Met AI gegenereerde gezichten ogen vaak zo realistisch dat mensen het verschil tussen kunstmatige en echte foto’s niet meer zien. Bovendien worden de deepfakebeelden iets vaker als ‘betrouwbaar’ bestempeld dan het origineel. Dit blijkt uit onderzoek van de Universiteit van Texas.
De wetenschappers begonnen hun onderzoek met het genereren van vierhonderd foto’s met behulp van open source AI van chipfabrikant Nvidia. Daarbij zorgden ze ervoor dat er zo veel mogelijk diversiteit in de gezichten zat. Vervolgens voegden ze vierhonderd echte foto’s toe aan de database. Daarna moest elke deelnemer aan het onderzoek van 128 foto’s aangeven of deze echt of nep zijn. In slechts 48 procent van de gevallen hadden ze het juist. Dat is volgens de onderzoekers minder dan wanneer ze gewoon zouden hebben gegokt.
Tijdens een tweede experiment werden nieuwe participanten op voorhand getraind om AI-gezichten te herkennen. Na elke poging zouden zij ook te weten komen of ze het antwoord goed of fout hadden. Deze groep deed het iets beter met een slagingspercentage van 59 procent. Daarbij valt vooral op dat alleen de herkenningstraining een effect had. Deelnemers deden het zelfs iets slechter naarmate ze meer feedback kregen over hun antwoorden, zo schrijft RTL.
Gevaarlijke technologie
Verder moesten de deelnemers aangeven hoe betrouwbaar ze de 128 gezichten vonden.
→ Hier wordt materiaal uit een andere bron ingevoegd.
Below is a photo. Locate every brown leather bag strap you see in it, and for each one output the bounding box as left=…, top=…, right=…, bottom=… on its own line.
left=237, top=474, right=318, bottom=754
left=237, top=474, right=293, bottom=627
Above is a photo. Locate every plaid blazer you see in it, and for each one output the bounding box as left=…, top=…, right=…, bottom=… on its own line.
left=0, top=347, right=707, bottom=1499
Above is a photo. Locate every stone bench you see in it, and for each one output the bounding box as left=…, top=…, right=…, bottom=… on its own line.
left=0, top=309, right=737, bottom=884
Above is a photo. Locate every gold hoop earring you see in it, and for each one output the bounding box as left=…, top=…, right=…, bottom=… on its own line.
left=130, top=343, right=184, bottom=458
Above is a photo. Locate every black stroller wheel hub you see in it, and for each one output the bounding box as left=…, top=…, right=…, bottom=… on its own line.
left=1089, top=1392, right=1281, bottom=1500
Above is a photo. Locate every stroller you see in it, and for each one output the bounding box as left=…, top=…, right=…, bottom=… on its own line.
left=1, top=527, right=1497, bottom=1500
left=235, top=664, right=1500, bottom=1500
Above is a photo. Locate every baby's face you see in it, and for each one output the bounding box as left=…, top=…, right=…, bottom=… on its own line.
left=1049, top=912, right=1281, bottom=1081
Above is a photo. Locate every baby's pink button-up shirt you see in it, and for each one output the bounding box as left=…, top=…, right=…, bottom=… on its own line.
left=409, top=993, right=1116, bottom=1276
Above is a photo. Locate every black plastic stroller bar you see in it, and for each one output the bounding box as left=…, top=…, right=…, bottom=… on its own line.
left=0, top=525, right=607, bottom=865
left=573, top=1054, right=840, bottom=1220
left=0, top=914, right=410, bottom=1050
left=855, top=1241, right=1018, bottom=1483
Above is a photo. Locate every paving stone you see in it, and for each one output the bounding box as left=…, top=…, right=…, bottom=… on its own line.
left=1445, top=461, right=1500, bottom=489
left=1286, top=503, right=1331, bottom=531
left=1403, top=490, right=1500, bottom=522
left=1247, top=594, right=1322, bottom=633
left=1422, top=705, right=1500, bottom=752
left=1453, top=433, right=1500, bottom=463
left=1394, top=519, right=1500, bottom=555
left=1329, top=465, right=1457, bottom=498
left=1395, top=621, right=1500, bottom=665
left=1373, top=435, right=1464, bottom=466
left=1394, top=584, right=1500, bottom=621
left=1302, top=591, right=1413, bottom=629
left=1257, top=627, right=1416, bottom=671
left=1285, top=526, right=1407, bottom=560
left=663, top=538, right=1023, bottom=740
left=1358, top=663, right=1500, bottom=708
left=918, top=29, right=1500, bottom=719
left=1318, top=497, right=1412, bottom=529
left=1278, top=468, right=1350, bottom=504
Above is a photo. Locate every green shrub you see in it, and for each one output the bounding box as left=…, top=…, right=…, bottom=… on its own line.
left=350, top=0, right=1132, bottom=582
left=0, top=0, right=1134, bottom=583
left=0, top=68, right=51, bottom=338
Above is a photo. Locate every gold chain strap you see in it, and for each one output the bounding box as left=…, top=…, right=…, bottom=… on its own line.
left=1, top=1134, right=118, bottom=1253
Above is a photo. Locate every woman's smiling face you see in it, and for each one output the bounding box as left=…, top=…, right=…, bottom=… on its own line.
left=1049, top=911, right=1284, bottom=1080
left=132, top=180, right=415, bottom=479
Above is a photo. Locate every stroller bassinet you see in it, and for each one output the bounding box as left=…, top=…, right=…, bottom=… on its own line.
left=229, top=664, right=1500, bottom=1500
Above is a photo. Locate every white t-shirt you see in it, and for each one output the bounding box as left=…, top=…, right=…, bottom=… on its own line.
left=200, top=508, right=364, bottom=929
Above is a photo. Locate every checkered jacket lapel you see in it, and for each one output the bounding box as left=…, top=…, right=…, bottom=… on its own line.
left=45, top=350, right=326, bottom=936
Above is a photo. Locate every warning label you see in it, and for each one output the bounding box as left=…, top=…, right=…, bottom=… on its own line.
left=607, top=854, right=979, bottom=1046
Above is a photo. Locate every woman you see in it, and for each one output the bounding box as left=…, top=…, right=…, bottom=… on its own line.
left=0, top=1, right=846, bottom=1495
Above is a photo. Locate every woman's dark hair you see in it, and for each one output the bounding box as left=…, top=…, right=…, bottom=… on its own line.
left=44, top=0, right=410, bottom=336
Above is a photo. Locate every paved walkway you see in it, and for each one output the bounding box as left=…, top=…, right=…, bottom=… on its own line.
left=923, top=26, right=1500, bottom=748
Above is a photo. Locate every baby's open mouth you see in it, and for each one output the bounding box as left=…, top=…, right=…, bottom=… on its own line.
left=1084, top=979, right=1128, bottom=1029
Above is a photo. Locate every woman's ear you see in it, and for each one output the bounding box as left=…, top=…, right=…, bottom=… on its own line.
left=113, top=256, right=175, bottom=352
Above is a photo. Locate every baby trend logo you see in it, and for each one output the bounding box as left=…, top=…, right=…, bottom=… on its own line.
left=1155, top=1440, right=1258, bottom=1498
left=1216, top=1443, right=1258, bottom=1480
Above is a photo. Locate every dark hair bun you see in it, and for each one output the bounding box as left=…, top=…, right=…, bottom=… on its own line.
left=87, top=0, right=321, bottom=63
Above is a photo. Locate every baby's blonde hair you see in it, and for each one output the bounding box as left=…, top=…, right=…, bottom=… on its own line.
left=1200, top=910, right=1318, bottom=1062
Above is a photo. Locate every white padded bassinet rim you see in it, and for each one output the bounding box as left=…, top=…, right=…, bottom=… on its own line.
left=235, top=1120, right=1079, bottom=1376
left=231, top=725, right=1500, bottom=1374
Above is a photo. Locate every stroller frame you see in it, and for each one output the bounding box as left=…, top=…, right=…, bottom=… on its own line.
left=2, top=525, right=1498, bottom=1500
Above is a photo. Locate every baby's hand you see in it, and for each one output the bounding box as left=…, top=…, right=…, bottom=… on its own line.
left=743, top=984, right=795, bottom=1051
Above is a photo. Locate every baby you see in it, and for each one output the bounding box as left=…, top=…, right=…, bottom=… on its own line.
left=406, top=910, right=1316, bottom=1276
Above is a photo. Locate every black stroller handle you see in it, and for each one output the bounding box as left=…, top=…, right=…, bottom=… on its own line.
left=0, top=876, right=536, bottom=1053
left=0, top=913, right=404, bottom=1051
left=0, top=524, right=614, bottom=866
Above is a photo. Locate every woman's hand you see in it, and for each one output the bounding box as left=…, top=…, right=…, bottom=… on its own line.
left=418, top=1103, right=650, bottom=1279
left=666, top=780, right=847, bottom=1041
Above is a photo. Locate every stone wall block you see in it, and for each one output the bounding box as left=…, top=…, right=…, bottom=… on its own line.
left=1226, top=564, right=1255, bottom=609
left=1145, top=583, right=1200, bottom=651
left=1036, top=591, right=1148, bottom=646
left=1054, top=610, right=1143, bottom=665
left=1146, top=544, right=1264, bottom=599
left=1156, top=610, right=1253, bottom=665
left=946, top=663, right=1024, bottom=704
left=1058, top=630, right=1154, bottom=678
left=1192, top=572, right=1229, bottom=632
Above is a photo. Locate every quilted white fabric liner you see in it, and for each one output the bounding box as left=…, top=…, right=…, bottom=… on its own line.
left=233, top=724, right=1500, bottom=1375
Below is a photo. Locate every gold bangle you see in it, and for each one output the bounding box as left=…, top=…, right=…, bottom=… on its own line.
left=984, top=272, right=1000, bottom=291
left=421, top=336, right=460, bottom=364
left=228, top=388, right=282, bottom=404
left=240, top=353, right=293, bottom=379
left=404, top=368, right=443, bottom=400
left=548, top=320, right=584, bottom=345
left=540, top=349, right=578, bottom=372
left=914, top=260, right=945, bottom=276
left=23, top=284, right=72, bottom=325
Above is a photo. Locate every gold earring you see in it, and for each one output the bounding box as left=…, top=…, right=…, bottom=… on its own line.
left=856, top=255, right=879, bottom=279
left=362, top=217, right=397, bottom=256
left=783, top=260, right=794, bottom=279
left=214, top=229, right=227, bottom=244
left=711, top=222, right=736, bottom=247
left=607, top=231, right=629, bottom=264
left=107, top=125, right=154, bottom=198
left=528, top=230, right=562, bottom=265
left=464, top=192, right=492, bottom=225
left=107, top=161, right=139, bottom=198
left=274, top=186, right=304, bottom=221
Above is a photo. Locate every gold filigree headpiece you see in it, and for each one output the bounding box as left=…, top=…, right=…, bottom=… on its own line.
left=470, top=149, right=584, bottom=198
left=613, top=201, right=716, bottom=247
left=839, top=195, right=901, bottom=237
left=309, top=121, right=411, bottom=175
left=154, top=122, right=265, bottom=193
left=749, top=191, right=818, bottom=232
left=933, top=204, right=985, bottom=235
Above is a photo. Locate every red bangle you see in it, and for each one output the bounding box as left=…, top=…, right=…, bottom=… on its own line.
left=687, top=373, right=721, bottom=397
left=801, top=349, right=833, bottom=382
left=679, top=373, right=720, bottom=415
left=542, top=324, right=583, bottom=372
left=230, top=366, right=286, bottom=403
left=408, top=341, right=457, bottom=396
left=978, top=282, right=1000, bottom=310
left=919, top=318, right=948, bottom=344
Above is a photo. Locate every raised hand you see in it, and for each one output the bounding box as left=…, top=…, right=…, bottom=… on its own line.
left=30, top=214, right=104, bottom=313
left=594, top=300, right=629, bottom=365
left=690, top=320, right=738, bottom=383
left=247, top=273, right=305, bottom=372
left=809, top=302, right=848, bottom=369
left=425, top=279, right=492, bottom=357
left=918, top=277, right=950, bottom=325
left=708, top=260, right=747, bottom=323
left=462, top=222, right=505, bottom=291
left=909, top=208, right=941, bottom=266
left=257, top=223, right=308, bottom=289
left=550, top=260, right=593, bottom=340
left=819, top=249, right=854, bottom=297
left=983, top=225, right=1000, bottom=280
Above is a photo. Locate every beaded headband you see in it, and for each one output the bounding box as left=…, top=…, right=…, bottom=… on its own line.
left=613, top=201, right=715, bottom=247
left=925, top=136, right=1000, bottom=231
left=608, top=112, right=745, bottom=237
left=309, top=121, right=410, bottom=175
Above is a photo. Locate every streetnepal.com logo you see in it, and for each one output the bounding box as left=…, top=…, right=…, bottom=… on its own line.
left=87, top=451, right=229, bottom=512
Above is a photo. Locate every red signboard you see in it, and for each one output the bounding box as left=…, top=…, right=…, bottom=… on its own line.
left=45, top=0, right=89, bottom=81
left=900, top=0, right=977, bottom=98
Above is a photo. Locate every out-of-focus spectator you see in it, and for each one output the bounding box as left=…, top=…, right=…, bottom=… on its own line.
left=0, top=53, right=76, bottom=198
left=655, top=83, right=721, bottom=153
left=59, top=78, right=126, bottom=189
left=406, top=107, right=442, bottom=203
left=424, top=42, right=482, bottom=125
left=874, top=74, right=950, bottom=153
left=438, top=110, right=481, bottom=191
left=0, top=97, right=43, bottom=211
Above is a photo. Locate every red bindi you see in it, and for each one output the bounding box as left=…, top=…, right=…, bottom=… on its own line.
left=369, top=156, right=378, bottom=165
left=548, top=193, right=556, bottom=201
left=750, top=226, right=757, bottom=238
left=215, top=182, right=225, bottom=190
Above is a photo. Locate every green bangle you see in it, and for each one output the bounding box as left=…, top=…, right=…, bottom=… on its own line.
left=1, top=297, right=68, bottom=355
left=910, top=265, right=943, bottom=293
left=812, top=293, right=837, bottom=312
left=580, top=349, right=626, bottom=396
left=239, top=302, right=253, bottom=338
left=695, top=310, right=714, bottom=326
Daar kwam uit dat ze de door AI gegenereerde gezichten gemiddeld zo’n 7,7 procent betrouwbaarder achtten dan de echte gezichten.
De wetenschappers concluderen dat ‘door AI gesynthetiseerde gezichten niet te onderscheiden vallen van echte gezichten’. De onderzoekers benadrukken hoe gevaarlijk de technologie kan zijn: ‘We moedigen de grafische en visuele gemeenschap aan om richtlijnen te ontwikkelen voor de creatie en distributie van synthetische mediatechnieken. Die moeten ethische richtlijnen bevatten voor onderzoekers, uitgevers en mediabedrijven.’